Let us make our debate more informative :-)

 

"It is true that some Americans fear that "Iraq might choose an Islamic government" "

 

There is no relation between having Iraqis choosing those who write the constitution and the possibility of Islamic government.

 

As far as we have the vote on the constitution based on the absolute majority.. There is no way that a majority constitution would be a nursery for any sort of dictatorship, including Islamic government..

 

It is on contrary, if you force some temporary non democratic mechanism that is easier to implement, you might end up doing nothing.And you might loss the real cause of getting there with all the sacrifices!

 

As for the Afghan, what I meant is that it might be good for Afghani but not for Iraq case. As I said get a car but it on the right one way road.. Don't ride a horse it might buy nothing.

 

 

Your quote "My antipathy for Chalabi is personal, based on intuition.
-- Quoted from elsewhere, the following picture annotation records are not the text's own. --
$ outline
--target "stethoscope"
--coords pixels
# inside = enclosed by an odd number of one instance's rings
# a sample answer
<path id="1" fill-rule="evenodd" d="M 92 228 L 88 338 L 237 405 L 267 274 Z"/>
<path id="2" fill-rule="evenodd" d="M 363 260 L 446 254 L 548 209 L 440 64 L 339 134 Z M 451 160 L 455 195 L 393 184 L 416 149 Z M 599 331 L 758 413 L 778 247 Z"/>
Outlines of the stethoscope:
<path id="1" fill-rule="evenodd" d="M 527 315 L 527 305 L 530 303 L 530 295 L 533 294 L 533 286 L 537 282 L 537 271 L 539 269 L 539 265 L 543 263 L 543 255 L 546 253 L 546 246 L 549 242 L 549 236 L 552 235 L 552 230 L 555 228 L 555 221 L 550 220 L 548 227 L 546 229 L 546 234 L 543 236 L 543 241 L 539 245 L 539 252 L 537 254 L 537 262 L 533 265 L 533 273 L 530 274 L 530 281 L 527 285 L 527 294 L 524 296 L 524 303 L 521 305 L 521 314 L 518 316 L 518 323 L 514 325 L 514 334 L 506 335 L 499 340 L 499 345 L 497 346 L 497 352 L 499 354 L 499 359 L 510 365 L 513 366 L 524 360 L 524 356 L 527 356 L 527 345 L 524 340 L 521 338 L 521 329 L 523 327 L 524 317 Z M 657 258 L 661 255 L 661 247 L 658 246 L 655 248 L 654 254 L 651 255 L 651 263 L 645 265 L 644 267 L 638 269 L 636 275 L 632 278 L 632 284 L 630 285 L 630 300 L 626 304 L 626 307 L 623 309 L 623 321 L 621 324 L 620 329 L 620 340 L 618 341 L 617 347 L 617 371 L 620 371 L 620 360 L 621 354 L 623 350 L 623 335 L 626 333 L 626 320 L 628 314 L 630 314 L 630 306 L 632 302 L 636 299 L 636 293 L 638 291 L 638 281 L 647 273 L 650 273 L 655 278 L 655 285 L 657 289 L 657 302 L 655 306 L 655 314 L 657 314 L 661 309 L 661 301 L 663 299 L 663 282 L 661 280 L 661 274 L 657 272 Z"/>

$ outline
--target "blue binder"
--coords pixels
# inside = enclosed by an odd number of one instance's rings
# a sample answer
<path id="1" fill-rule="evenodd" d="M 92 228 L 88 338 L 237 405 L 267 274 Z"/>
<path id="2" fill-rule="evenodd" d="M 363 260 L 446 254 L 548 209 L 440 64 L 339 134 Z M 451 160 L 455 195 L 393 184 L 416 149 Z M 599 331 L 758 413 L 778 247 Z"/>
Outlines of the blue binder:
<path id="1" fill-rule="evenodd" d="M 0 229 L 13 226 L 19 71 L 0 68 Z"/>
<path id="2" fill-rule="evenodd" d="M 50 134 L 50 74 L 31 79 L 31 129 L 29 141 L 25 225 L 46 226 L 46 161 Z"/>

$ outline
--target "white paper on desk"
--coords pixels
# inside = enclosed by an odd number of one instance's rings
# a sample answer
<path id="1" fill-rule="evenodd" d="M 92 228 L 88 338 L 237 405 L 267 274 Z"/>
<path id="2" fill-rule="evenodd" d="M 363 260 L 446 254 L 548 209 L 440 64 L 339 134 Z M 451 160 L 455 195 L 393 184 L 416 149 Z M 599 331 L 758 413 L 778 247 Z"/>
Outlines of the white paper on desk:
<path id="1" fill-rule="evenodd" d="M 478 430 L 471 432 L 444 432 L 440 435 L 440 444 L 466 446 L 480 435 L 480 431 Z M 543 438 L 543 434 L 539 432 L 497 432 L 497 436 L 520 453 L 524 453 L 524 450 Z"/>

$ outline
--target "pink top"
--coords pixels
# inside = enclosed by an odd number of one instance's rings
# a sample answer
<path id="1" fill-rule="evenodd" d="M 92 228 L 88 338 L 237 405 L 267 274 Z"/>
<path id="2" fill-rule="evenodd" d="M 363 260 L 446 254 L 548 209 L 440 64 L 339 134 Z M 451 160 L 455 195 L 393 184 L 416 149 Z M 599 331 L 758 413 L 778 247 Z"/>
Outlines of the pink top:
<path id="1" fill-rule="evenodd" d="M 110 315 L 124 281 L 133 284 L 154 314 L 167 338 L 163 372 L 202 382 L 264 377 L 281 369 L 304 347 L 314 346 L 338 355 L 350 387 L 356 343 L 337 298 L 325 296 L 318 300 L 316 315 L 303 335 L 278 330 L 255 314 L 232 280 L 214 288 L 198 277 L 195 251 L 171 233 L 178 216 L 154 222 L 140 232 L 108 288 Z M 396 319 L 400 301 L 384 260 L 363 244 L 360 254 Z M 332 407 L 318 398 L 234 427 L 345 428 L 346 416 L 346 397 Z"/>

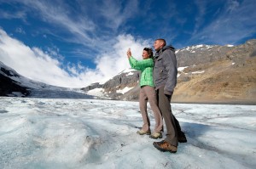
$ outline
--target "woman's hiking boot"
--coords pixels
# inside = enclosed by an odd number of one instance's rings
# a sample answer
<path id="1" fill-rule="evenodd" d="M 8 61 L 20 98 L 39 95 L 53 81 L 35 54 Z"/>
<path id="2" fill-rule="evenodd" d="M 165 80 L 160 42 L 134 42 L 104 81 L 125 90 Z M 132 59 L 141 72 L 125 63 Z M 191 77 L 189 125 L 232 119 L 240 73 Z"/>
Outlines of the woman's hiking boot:
<path id="1" fill-rule="evenodd" d="M 150 135 L 151 132 L 149 130 L 147 131 L 147 132 L 145 132 L 143 130 L 139 130 L 139 131 L 137 132 L 137 133 L 138 133 L 139 135 L 144 135 L 144 134 Z"/>
<path id="2" fill-rule="evenodd" d="M 177 149 L 176 146 L 170 144 L 165 140 L 160 142 L 154 142 L 153 145 L 160 151 L 169 151 L 170 153 L 176 153 Z"/>
<path id="3" fill-rule="evenodd" d="M 157 138 L 162 138 L 162 133 L 161 132 L 155 132 L 153 134 L 151 134 L 149 136 L 149 138 L 154 138 L 154 139 L 157 139 Z"/>

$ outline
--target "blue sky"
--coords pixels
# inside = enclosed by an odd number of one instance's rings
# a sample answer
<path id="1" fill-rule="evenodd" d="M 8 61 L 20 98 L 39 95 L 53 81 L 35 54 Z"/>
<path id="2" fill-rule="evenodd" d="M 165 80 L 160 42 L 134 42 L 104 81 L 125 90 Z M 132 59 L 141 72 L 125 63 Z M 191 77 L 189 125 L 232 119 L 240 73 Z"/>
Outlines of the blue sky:
<path id="1" fill-rule="evenodd" d="M 0 61 L 49 84 L 80 87 L 129 68 L 128 48 L 176 48 L 256 37 L 253 0 L 0 0 Z M 27 66 L 29 65 L 29 66 Z"/>

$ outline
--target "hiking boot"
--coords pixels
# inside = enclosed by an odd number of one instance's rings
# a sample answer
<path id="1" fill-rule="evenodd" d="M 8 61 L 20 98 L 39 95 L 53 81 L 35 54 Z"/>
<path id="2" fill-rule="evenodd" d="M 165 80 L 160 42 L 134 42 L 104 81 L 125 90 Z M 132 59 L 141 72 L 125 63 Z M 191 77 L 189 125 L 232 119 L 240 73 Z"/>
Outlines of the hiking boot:
<path id="1" fill-rule="evenodd" d="M 138 133 L 139 135 L 144 135 L 144 134 L 150 135 L 151 132 L 150 131 L 145 132 L 143 130 L 139 130 L 137 132 L 137 133 Z"/>
<path id="2" fill-rule="evenodd" d="M 176 153 L 177 149 L 176 146 L 170 144 L 165 140 L 160 142 L 154 142 L 153 145 L 160 151 L 169 151 L 170 153 Z"/>
<path id="3" fill-rule="evenodd" d="M 187 138 L 183 132 L 181 132 L 177 134 L 177 141 L 179 143 L 187 143 Z"/>
<path id="4" fill-rule="evenodd" d="M 153 134 L 151 134 L 151 135 L 149 136 L 149 138 L 154 138 L 154 139 L 156 139 L 156 138 L 162 138 L 162 133 L 161 133 L 161 132 L 154 132 Z"/>

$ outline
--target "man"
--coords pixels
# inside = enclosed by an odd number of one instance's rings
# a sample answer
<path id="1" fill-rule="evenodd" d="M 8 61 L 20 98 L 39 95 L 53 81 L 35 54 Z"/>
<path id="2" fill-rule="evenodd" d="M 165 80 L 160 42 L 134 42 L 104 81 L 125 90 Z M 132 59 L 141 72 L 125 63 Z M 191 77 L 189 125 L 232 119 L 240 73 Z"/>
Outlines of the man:
<path id="1" fill-rule="evenodd" d="M 187 142 L 184 133 L 171 109 L 171 99 L 177 83 L 177 60 L 174 48 L 166 47 L 165 39 L 156 39 L 154 43 L 154 82 L 157 93 L 158 105 L 166 126 L 166 138 L 153 145 L 160 151 L 176 153 L 178 142 Z"/>

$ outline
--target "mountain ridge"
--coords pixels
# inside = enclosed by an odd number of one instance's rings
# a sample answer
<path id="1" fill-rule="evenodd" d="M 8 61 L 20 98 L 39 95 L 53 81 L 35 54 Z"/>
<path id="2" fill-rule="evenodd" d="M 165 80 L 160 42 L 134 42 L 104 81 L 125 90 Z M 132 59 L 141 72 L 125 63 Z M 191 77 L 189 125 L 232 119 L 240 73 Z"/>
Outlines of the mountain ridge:
<path id="1" fill-rule="evenodd" d="M 177 84 L 172 102 L 256 104 L 256 39 L 237 46 L 195 45 L 176 51 Z M 138 100 L 137 70 L 117 75 L 106 83 L 83 90 L 102 88 L 111 99 Z M 124 94 L 125 87 L 133 87 Z"/>
<path id="2" fill-rule="evenodd" d="M 256 104 L 256 39 L 237 46 L 190 46 L 177 49 L 176 56 L 178 75 L 172 102 Z M 47 97 L 46 90 L 67 91 L 22 80 L 26 77 L 3 63 L 0 65 L 1 96 Z M 81 88 L 84 93 L 79 91 L 81 94 L 79 98 L 92 95 L 102 99 L 137 101 L 139 77 L 138 70 L 123 70 L 103 84 L 95 82 Z M 94 94 L 92 91 L 101 93 Z M 18 93 L 21 94 L 16 94 Z M 83 96 L 84 93 L 86 97 Z M 73 93 L 67 92 L 65 97 L 68 94 L 73 95 Z"/>

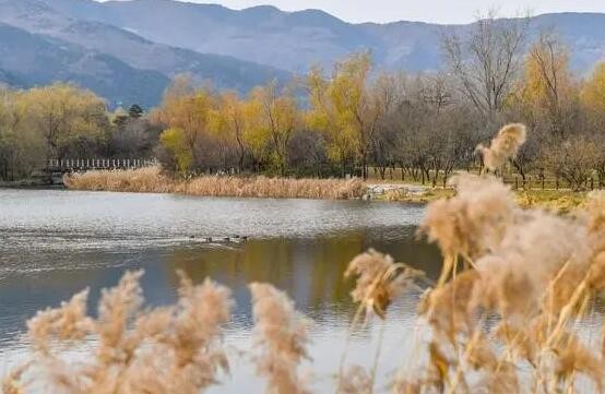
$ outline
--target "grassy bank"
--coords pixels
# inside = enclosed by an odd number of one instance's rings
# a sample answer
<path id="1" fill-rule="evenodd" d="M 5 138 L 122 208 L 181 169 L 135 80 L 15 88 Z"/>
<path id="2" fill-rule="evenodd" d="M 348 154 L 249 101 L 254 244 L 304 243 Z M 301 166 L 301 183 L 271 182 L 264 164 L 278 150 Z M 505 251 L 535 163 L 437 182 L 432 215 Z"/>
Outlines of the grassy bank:
<path id="1" fill-rule="evenodd" d="M 336 370 L 315 361 L 312 323 L 271 284 L 249 285 L 253 345 L 234 348 L 224 335 L 241 312 L 230 289 L 210 278 L 193 284 L 180 273 L 176 303 L 152 308 L 140 285 L 143 272 L 130 272 L 102 291 L 98 315 L 88 314 L 85 289 L 29 319 L 29 354 L 5 374 L 2 390 L 220 392 L 229 371 L 249 365 L 268 394 L 603 392 L 605 337 L 597 331 L 605 320 L 597 307 L 605 291 L 605 193 L 588 195 L 576 216 L 525 210 L 489 176 L 461 175 L 454 186 L 455 196 L 428 205 L 419 230 L 443 255 L 437 280 L 373 250 L 349 262 L 344 276 L 354 280 L 357 312 L 336 350 L 323 353 L 339 362 Z M 413 335 L 391 314 L 402 300 L 417 302 L 404 307 Z M 390 344 L 382 331 L 367 330 L 363 335 L 379 335 L 373 354 L 354 363 L 353 335 L 382 321 L 402 329 L 405 357 L 379 363 Z M 334 390 L 319 390 L 324 382 Z"/>
<path id="2" fill-rule="evenodd" d="M 568 213 L 582 208 L 586 203 L 588 192 L 570 190 L 515 190 L 512 191 L 517 203 L 523 208 L 542 207 L 553 212 Z M 396 201 L 414 204 L 428 204 L 455 194 L 450 188 L 427 188 L 417 192 L 408 189 L 391 190 L 378 195 L 377 200 Z"/>
<path id="3" fill-rule="evenodd" d="M 359 199 L 366 192 L 366 187 L 359 179 L 202 176 L 181 180 L 163 175 L 157 167 L 73 174 L 67 176 L 64 182 L 73 190 L 178 193 L 200 196 L 344 200 Z"/>

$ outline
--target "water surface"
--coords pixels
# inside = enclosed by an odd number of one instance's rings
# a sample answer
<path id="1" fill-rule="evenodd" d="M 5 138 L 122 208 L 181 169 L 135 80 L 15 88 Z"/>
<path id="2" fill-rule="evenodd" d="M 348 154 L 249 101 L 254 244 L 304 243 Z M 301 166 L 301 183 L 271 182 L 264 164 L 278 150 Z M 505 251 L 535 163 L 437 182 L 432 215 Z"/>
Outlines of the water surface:
<path id="1" fill-rule="evenodd" d="M 237 307 L 228 329 L 234 348 L 250 344 L 246 285 L 269 282 L 286 290 L 315 321 L 312 368 L 321 387 L 337 369 L 354 312 L 343 280 L 346 263 L 375 248 L 427 271 L 439 270 L 439 253 L 415 240 L 422 206 L 363 202 L 213 199 L 45 190 L 0 190 L 0 372 L 23 357 L 25 321 L 85 287 L 94 311 L 102 288 L 127 270 L 144 268 L 151 306 L 175 300 L 176 270 L 195 282 L 211 276 L 234 291 Z M 212 242 L 205 237 L 247 236 L 248 241 Z M 394 370 L 413 343 L 414 299 L 393 309 L 384 331 L 382 370 Z M 352 362 L 369 367 L 379 324 L 355 335 Z M 216 393 L 248 392 L 253 368 L 236 358 L 233 377 Z M 244 390 L 244 391 L 242 391 Z"/>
I have observed him for some years"

 

May I ask you to give a specific example to what you had observed?

 

Your quote "But the insecurities you have addressed with lee must be addressed in such a way that all voters in the first election can feel comfortable with the result."

 

That is exactly what I meant by Absolute majority.. Yet there is still Lee's good point, what if some minority keep refusing the constitution..

I have no answer now.. But based on the great job that GC already did in cooperating between different factions..I am sure there will be no such dead lock so as to scarify the great opportunity of having a real democratic system in MD for the first time in history. That is exactly what most Iraqis are crying for today, Alsystani is just reflecting their feelings

 

Your Quote" Our founding fathers lay down a constitution which allowed us to approach the ideals of the Declaration of Independence, even when those same fathers could not institute such a society in their times"

 

Let me ask every one to be as courageous as those great fathers, let us complete their great job by having their dreams all over the world especially MD.